1. Introduction

In this tutorial, we’ll talk about how to calculate the F-1 score in a multi-class classification problem. Unlike binary classification, multi-class classification generates an F-1 score for each class separately.

We’ll also explain how to compute an averaged F-1 score per classifier in Python, in case a single score is desired.

2. F-1 Score

F-1 score is one of the common measures to rate how successful a classifier is. It’s the harmonic mean of two other metrics, namely: precision and recall. In a binary classification problem, the formula is:

    [\textrm{F-1 Score} = \frac{2 \times \textrm{Precision} \times \textrm{Recall}}{\textrm{Precision} + \textrm{Recall}}]

The F-1 Score metric is preferable when:

  • We have imbalanced class distribution
  • We’re looking for a balanced measure between precision and recall (Type I and Type II errors)

As the F-1 score is more sensitive to data distribution, it’s a suitable measure for classification problems on imbalanced datasets.

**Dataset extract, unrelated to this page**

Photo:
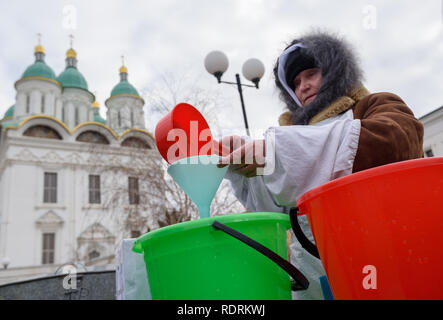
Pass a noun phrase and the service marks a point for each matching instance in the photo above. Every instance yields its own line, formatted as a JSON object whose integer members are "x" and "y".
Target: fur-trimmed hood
{"x": 339, "y": 68}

3. Multi-Class F-1 Score Calculation

For a multi-class classification problem, we don’t calculate an overall F-1 score. Instead, we calculate the F-1 score per class in a one-vs-rest manner. In this approach, we rate each class’s success separately, as if there are distinct classifiers for each class.

As an illustration, let’s consider the confusion matrix below with a total of 127 samples:

binary classes multi class 1

Now let’s calculate the F-1 score for the first class, which is class a. We first need to calculate the precision and recall values:

    [\textrm{Precision}(class=a)} = \frac{TP(class=a)}{TP(class=a) + FP(class=a)} = \frac{50}{53} = 0.943]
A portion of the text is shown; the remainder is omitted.